Data storage device 106 stores electronic data received from data processor 104. In one exemplary embodiment, data processor 104 may store electronic data including data relating to one or more genomes on data storage device 106. In another exemplary embodiment, data processor 104 may store electronic data including one or more amino acid word dictionaries for one or more genomes on data storage device 106. In yet another exemplary embodiment, data processor 104 may store electronic data including one or more selection scores for one or more genomes on data storage device 106. Data processor 104 may access the electronic data stored on data storage device 106. A suitable data storage device for use with the present invention will be understood by one of skill in the art from the description herein.

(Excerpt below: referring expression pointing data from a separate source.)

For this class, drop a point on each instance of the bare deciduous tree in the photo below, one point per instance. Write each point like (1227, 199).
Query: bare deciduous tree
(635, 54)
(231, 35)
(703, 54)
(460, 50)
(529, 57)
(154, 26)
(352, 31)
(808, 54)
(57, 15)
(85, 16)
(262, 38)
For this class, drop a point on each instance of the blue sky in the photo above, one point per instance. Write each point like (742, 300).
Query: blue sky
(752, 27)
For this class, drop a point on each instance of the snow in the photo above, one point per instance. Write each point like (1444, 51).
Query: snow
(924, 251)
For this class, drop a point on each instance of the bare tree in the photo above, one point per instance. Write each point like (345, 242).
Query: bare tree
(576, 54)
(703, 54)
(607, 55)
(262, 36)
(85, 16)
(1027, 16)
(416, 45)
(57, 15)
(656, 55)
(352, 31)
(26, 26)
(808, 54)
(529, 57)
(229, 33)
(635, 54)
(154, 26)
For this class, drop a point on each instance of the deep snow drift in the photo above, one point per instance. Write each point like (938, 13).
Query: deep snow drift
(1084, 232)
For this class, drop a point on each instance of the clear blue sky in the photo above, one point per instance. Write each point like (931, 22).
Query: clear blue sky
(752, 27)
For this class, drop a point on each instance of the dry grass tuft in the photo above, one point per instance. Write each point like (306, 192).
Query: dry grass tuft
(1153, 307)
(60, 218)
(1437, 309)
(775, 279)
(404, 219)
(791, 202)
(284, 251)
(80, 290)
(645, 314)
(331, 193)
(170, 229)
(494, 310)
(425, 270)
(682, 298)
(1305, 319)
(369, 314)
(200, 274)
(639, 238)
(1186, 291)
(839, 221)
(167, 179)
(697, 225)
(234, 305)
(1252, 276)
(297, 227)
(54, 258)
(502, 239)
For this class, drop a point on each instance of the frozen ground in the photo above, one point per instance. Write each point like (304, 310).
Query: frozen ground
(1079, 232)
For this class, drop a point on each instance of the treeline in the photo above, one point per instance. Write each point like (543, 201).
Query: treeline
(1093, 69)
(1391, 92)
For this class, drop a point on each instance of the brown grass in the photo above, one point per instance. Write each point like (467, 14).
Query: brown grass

An exemplary system including suitable processors and data storage devices for use with the present invention includes a Sun Microsystems SunFire V60x cluster, featuring 128 dual processor 2.8 GHx Xeon CPUs, 7 quad-processor Sunfire X4100M2 nodes, a 48 node Myrinet Switch, 160 GB of memory, and over a terabyte of disk storage. Other suitable data processors and data storage devices will be understood by one skilled in the art from the description herein.
Output device(s) 108 is/are coupled to data processor 104 and may be used to present electronic data received from data processor 104 to a user. In one exemplary embodiment, the electronic data may include one or more amino acid word dictionaries for one or more genomes. In another exemplary embodiment, the electronic data may include one or more selection scores for one or more genomes. Output device(s) 108 may include a computer display, printer, or other computer peripheral device capable of generating output to a user from received electronic data.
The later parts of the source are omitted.